S'il était vrai que les cantons disposaient d'une certaine liberté dans le choix des instruments de protection des biotopes dignes d'intérêt, cette liberté ne permettait cependant pas à l'autorité cantonale compétente de simplement reporter sa décision jusqu'au moment où la quasi-totalité du site naturel visé aurait été détruit. En procédant de la sorte, l'OCAN commettait bel et bien un déni de justice. En effet, le fait de reporter dans le temps l'engagement d'une procédure de protection adéquate, jusqu'au jour où les milieux naturels existant sur place auraient disparu, revenait, matériellement, à refuser d'appliquer la législation en vigueur. Il importait donc d'inviter le DT-OCAN à lancer rapidement la procédure de constatation des biotopes existants, par exemple en engageant la procédure d'adoption d'un plan de site, en application des art. 38 et ss LPMNS.

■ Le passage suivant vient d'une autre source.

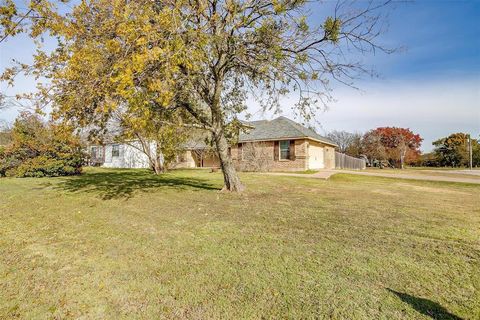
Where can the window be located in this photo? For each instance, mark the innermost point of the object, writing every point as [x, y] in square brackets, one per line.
[115, 150]
[284, 149]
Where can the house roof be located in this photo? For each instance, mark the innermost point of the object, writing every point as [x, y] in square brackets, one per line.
[278, 129]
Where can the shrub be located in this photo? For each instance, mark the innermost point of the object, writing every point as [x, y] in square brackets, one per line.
[41, 149]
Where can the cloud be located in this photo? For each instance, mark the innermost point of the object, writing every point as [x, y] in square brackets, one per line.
[433, 109]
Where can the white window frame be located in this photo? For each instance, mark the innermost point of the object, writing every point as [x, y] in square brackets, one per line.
[280, 150]
[113, 150]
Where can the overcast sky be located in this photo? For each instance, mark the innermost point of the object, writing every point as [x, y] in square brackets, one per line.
[432, 87]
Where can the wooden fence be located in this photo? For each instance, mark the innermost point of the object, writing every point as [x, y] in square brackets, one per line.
[342, 161]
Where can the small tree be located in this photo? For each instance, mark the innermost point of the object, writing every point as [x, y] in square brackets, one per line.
[348, 143]
[397, 145]
[41, 149]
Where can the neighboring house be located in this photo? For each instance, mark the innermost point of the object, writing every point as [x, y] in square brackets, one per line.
[120, 155]
[282, 144]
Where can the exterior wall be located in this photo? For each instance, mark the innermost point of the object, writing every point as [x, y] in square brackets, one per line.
[320, 155]
[129, 156]
[329, 157]
[211, 161]
[299, 163]
[316, 155]
[190, 159]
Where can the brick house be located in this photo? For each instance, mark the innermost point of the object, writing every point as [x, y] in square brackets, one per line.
[279, 144]
[287, 145]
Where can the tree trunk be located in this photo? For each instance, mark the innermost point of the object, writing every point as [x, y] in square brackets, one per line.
[230, 176]
[157, 167]
[158, 162]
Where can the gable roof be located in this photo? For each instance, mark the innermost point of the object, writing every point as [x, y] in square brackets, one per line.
[278, 129]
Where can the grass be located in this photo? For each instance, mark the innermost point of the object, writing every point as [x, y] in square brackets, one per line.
[124, 244]
[438, 172]
[309, 171]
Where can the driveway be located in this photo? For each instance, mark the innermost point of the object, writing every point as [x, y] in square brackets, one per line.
[431, 175]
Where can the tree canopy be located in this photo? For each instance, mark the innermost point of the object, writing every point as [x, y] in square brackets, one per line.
[202, 57]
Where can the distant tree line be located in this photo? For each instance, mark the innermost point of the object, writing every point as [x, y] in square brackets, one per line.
[397, 147]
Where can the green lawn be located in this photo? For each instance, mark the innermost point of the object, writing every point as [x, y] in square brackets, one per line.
[126, 244]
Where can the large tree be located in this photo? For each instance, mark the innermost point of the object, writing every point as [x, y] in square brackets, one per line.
[204, 57]
[454, 150]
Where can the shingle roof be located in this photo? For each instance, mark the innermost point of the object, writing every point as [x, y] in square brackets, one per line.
[280, 128]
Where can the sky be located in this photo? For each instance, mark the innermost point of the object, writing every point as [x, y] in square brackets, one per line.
[432, 86]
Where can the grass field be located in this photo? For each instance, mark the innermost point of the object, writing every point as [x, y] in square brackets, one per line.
[121, 244]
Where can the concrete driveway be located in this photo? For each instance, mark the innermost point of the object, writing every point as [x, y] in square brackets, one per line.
[429, 175]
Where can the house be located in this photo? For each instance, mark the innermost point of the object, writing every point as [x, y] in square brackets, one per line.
[268, 145]
[285, 145]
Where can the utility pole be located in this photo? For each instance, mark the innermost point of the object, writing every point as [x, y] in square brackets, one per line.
[470, 151]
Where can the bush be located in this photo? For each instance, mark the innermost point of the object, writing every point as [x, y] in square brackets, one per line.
[41, 149]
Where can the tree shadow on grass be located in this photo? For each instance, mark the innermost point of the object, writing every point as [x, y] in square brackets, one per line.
[124, 183]
[426, 307]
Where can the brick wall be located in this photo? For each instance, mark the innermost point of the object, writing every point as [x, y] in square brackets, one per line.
[299, 163]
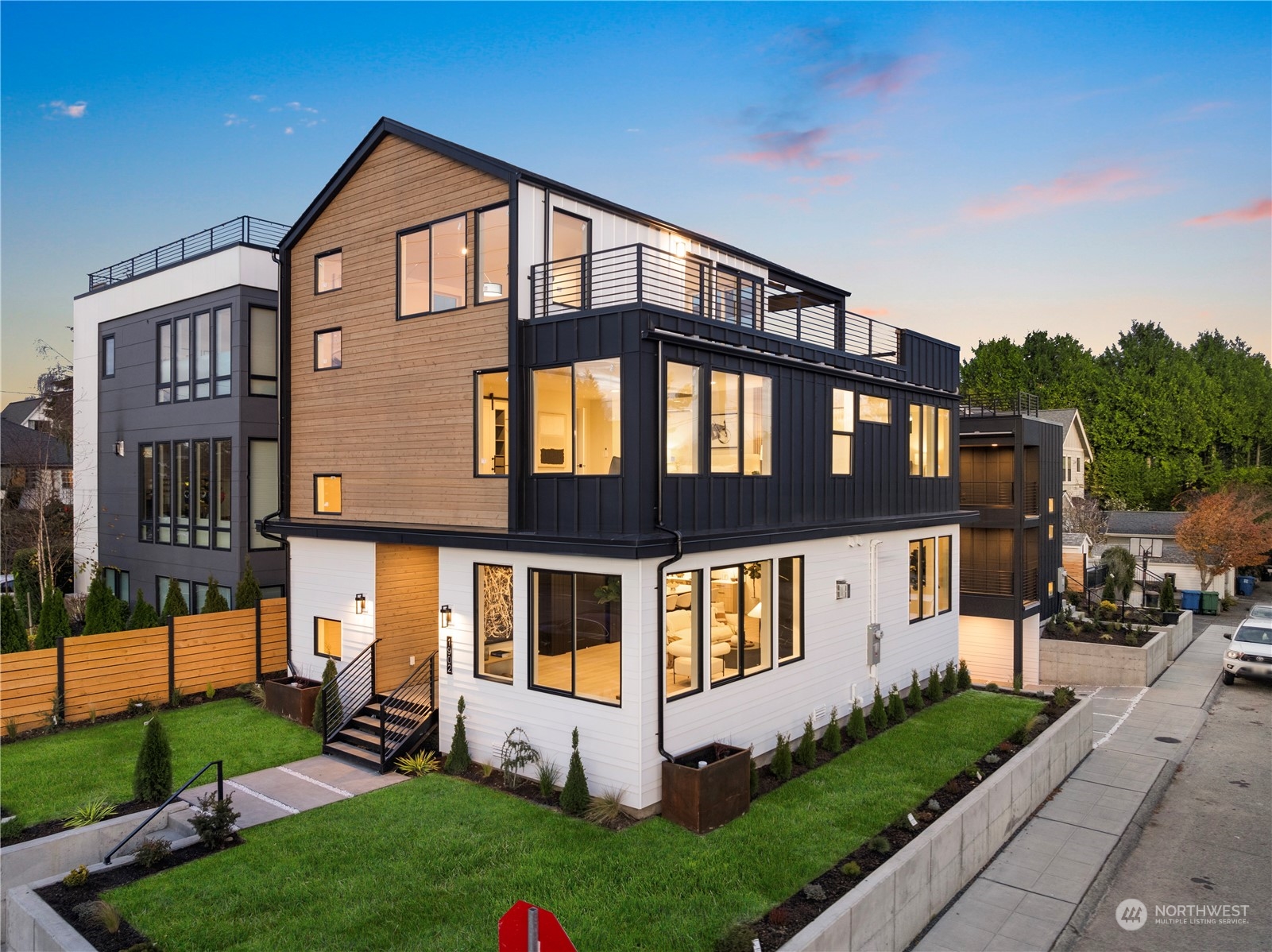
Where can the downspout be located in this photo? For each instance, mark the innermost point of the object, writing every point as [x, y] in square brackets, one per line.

14.         Invité à déposer une éventuelle duplique par courrier du 18 décembre 2023, le département n’a pas donné suite.

EN DROIT

1.             Le Tribunal administratif de première instance connaît des recours dirigés contre les décisions prises - ou devant être prises - par le département en application notamment de la LPMNS (art. 115 al. 2 et 116 al. 1 de la loi sur l'organisation judiciaire du 26 septembre 2010 - LOJ - E 2 05, art. 62 LPMNS et 34 RPPMF).

2.             Interjeté en temps utile et dans les formes prescrites devant la juridiction compétente, le recours est recevable au sens des art. 60 et 62 à 65 de la loi sur la procédure administrative du 12 septembre 1985 (LPA - E 5 10).

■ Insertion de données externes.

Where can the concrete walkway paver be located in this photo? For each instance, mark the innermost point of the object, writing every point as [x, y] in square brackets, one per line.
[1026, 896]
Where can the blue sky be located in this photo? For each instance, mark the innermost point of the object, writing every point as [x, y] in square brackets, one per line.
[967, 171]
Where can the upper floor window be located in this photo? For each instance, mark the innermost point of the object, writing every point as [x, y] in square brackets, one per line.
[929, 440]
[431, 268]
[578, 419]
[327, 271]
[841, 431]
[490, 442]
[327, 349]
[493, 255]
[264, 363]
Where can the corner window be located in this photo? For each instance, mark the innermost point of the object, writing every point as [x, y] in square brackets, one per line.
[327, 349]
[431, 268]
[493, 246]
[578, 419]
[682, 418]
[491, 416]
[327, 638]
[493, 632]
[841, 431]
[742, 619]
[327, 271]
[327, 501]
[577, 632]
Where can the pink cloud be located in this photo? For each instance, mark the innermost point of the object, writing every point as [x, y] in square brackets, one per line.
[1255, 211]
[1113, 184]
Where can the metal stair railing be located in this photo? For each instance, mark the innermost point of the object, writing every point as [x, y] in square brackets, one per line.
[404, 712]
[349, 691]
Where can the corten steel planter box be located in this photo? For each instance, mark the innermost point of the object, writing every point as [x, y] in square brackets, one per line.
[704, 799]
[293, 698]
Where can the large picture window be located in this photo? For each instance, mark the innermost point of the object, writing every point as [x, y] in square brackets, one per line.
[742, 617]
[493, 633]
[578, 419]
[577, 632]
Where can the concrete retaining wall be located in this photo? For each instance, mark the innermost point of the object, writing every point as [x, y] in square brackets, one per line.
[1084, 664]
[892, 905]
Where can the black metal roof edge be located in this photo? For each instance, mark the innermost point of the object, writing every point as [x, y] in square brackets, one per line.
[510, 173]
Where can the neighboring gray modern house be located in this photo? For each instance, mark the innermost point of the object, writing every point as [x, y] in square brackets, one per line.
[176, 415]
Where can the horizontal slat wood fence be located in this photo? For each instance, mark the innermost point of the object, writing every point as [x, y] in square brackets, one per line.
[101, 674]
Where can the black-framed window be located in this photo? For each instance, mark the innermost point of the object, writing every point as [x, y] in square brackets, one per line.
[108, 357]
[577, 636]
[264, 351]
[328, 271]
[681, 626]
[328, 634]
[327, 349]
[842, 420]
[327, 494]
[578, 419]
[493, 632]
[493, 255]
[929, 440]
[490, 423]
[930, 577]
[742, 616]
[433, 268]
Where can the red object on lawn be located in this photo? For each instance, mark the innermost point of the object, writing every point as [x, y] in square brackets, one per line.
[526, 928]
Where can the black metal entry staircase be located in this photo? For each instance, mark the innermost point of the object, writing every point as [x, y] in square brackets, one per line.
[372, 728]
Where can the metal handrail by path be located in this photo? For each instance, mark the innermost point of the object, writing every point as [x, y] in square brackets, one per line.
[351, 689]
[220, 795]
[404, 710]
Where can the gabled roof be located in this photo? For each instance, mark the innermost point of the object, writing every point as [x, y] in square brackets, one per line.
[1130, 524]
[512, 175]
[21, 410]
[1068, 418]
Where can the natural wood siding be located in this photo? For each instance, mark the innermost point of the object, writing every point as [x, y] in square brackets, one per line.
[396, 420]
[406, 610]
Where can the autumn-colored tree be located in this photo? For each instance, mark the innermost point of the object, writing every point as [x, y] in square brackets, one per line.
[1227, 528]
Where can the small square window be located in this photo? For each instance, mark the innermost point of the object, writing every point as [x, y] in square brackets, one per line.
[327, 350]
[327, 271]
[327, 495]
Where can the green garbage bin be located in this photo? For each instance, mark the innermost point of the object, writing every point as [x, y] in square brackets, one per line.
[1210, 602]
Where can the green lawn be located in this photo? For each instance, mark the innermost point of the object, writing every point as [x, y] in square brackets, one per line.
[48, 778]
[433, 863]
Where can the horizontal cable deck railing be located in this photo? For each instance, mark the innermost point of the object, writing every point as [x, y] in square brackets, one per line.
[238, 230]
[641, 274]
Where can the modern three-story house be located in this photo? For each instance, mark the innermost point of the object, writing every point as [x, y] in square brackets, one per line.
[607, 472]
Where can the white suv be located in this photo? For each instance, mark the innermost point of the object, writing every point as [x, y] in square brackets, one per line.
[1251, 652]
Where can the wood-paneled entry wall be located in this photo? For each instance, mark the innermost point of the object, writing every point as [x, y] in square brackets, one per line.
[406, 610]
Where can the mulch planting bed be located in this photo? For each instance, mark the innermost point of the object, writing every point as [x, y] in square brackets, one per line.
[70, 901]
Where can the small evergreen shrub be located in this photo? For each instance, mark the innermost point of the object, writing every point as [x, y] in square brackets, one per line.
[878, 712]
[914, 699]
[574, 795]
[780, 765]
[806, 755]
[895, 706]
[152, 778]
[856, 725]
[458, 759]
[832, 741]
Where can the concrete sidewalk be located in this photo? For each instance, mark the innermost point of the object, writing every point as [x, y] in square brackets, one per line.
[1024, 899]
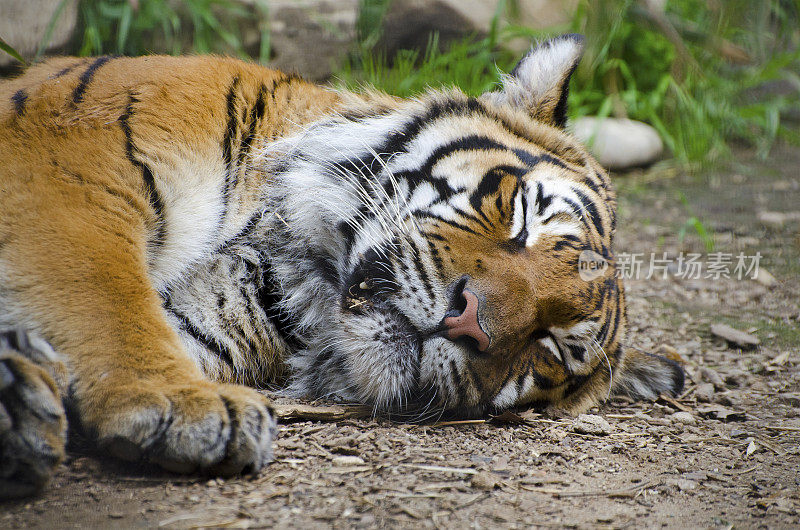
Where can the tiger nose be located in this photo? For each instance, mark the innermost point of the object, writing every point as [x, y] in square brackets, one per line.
[465, 323]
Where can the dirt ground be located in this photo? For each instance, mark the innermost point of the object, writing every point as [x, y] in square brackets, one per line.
[725, 454]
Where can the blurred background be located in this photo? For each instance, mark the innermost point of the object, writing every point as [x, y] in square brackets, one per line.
[705, 75]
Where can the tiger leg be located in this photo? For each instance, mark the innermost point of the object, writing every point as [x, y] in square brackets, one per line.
[135, 389]
[33, 427]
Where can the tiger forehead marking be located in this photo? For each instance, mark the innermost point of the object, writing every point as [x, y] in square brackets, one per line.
[178, 227]
[459, 226]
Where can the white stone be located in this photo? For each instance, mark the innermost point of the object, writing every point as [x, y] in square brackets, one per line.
[619, 143]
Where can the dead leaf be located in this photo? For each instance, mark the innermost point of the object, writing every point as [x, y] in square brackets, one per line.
[508, 418]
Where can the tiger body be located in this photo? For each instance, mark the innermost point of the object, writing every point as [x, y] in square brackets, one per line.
[175, 228]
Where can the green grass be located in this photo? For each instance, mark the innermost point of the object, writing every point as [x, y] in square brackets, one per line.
[147, 26]
[657, 68]
[690, 71]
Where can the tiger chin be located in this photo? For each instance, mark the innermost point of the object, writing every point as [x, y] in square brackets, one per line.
[176, 232]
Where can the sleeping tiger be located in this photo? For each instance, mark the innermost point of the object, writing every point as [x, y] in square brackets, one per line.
[176, 231]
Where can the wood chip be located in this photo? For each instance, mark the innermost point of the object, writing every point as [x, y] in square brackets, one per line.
[667, 400]
[301, 411]
[443, 469]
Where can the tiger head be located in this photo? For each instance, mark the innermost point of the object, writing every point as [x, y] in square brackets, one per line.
[454, 253]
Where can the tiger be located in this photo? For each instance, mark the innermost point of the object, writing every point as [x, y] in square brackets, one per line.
[178, 233]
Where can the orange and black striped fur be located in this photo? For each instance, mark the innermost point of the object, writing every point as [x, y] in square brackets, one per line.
[177, 230]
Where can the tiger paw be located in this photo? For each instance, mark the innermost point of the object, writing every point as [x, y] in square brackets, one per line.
[198, 427]
[32, 420]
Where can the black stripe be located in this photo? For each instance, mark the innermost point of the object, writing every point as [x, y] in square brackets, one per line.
[427, 215]
[578, 353]
[532, 160]
[476, 379]
[490, 183]
[19, 98]
[256, 115]
[269, 297]
[471, 217]
[210, 344]
[156, 202]
[86, 78]
[458, 382]
[567, 240]
[560, 112]
[231, 131]
[542, 202]
[65, 71]
[437, 258]
[594, 215]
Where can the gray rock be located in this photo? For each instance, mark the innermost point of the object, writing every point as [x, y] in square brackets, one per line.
[618, 143]
[734, 336]
[311, 37]
[710, 375]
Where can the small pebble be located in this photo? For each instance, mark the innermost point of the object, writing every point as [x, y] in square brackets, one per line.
[704, 392]
[591, 424]
[483, 481]
[684, 418]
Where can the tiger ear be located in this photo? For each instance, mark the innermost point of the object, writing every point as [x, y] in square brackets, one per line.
[539, 83]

La qualité pour recourir doit en particulier être reconnue aux associations en applications de l’art. 60 al. 1 let e LPA en lien avec les art. 63 LPMNS et 12 LPN (cf notamment ATF 116 Ib 203 consid. 3a).

3.             Sont considérées comme des décisions au sens de l'art. 4 al. 1 LPA les mesures individuelles et concrètes prises par l'autorité dans les cas d'espèce fondées sur le droit public fédéral, cantonal ou communal et ayant pour objet de créer, de modifier ou d'annuler des droits et des obligations (let. a), de constater l'existence, l'inexistence ou l'étendue de droits, d'obligations ou de faits (let. b), de rejeter ou de déclarer irrecevables des demandes tendant à créer, modifier, annuler ou constater des droits ou des obligations (let. c).

4.             Lorsqu'une autorité mise en demeure refuse sans droit de statuer ou tarde à se prononcer, son silence est assimilé à une décision (art. 4 al. 4 LPA). Dans un tel cas, une partie peut recourir en tout temps pour déni de justice ou retard non justifié, si l’autorité concernée ne donne pas suite rapidement à la mise en demeure prévue à l’art. 4 al. 4 LPA (art. 62 al. 6 LPA).

5.             Pour pouvoir se plaindre de l'inaction de l'autorité, encore faut-il que l'administré ait effectué toutes les démarches adéquates en vue de l'obtention de la décision qu'il sollicite (ATA/386/2018 du 24 avril 2018 consid. 2d). Les conclusions en déni de justice sont irrecevables lorsque le recourant n'a pas procédé à la mise en demeure prévue à l'art. 4 al. 4 LPA (ATA/1210/2018 du 13 novembre 2018 consid. 5c et 6).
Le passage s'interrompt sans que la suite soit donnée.